Ai fue conocida como un caso excepcional dentro de la investigación científica por su capacidad para interactuar con sistemas simbólicos complejos. A lo largo de su vida, participó activamente en estudios que exploraron la percepción, el aprendizaje y la memoria, convirtiéndose en una figura central para comprender cómo piensan y aprenden los chimpancés.
Uno de los aspectos más llamativos de Ai fue su habilidad para reconocer letras del alfabeto, números y más de un centenar de caracteres gráficos, incluidos símbolos utilizados en la escritura asiática. Estas capacidades desafiaron durante años la idea tradicional de que el uso de símbolos complejos era exclusivo de los seres humanos.

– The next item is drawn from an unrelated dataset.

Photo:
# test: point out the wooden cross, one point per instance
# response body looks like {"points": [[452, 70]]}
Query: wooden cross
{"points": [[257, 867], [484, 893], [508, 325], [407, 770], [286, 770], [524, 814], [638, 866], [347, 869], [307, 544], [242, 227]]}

Además de identificar letras y caracteres, Ai podía reconocer números del cero al nueve y distinguir múltiples colores con gran precisión. En distintos ejercicios, demostró la capacidad de asociar símbolos con objetos y colores específicos, lo que aportó valiosa información sobre la memoria visual y el razonamiento en primates no humanos.
Los investigadores destacaron siempre su curiosidad y disposición para participar en las tareas experimentales. Lejos de mostrar conductas mecánicas, Ai interactuaba activamente con los estímulos, lo que permitió observar procesos cognitivos complejos a lo largo de décadas de observación continua. Ai llegó a Japón desde África Occidental siendo muy joven y pasó la mayor parte de su vida en un entorno científico controlado, donde sus habilidades fueron documentadas en numerosos estudios.
Su caso atrajo la atención de la comunidad académica internacional y también despertó el interés del público general. Más allá de los datos científicos, Ai se convirtió en un símbolo del potencial intelectual de los primates y del vínculo evolutivo que comparten con los humanos. Su historia contribuyó a replantear preguntas fundamentales sobre la inteligencia, la conciencia y los límites del aprendizaje animal.
Con la muerte de Ai, la ciencia pierde a uno de sus sujetos más emblemáticos, pero su legado permanece vivo en el conocimiento que ayudó a construir. Sus aportes continúan influyendo en la investigación contemporánea y en la manera en que la humanidad comprende a sus parientes más cercanos en el reino animal.